Game-in-a-month Day 26 – The Home Stretch!
I’ve been busy the past week. Text writers, rug barriers, roach traps, oh my! Although the rug still needs it’s real texture painted, the one you see below is just a placeholder. And, I think I’m going to finish more or less on time. The more being that the engine is pretty much done, and you can menu your way from start to finish. The less being, well, there probably won’t be any levels -_-. I honestly didn’t budget any time in my original design for doing levels, as the plan had been just to use some sort of random/procedural generation for the rooms. The problem with that is, it’s not much fun defeating random rooms. Sometimes you get lucky, and everything is laid out just so, and you clear the room easily. Other times, you get frustrated because the room is quite literally impossible to beat. So I think that while the design concept and engine are rock-solid (that was the purpose of the game-in-a-month exercise, after all), without a human touch the game is little more than an (possibly) interesting tech demo. It needs human crafted stages to really bring out the best it can be, as besting another human’s creation is by far superior to simply getting lucky and occasionally defeating an aimless machine.
So what does this mean for the future? The long and the short of it is, I’m ready to take this game beyond the prototype stage. My initial fears that the mechanics would be too clunky and cumbersome to be fun have proven to be completely misguided. I’m getting a very real kick out of guiding these roaches to their final resting places via the lights. Keeping track of all the trajectories from the lamps and working them in such a way that the roaches go the way you want is not only mentally massaging, it also requires very quick decisions due to the fact that even if you completely turn out the lights, the roaches really only wait long enough for you to collect your scattered mind before moving lazily onward. And that’s if you’re lucky. It’s like a really weird mix of the feelings that I get when I play shmups and puzzle games. Smart, but with these really weird adrenaline surges every time you just barely manage to keep a rogue roach from scurrying under the couch, but still manage to keep the rest of them on track.

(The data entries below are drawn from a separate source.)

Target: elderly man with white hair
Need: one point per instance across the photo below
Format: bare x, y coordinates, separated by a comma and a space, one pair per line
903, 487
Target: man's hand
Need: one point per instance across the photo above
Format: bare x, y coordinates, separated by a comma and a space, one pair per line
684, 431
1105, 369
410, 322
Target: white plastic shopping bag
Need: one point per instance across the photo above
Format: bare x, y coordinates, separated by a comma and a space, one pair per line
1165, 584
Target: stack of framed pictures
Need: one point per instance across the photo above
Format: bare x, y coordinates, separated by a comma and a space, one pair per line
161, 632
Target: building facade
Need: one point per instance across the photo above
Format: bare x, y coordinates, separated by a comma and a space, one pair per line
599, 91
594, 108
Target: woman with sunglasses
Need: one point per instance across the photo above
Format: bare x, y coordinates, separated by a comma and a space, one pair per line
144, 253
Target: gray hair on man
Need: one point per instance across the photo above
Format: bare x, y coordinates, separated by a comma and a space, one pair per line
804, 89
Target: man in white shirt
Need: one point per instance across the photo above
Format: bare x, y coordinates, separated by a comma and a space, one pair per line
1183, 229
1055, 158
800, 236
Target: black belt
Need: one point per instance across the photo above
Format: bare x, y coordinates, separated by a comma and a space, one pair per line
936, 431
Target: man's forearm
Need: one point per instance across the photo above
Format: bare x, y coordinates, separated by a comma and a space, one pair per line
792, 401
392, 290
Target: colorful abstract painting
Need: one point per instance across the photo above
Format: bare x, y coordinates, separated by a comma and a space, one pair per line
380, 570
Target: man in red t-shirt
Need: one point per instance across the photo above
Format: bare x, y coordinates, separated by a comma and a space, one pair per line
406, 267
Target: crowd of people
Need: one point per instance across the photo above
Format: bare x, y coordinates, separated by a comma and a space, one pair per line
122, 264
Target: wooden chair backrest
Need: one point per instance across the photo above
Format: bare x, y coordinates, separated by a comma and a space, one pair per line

So here is the modified schedule. I will still be releasing a demo on Saturday showcasing what I’ve done so far and allowing people a chance to give me some feedback as well as some testing. After that, I’m going to take a few more weeks to create some hopefully stimulating room designs that will provide a variety of challenges and keep an average gamer busy for several days. I’ll also add more detail and visual/aural stimulus where appropriate. The last project I did, my editing tool Splashmap, was “completed” in roughly a month. It was serviceable, but hardly what I would call polished or even particular easy to use. An extra month later, however, and it went from night to day (except for the lack of undo/redo, I really should go back and add that). I hope to have the same kind of quality improvement with Roach Roundup. And who knows, I just may just find a better title yet again :).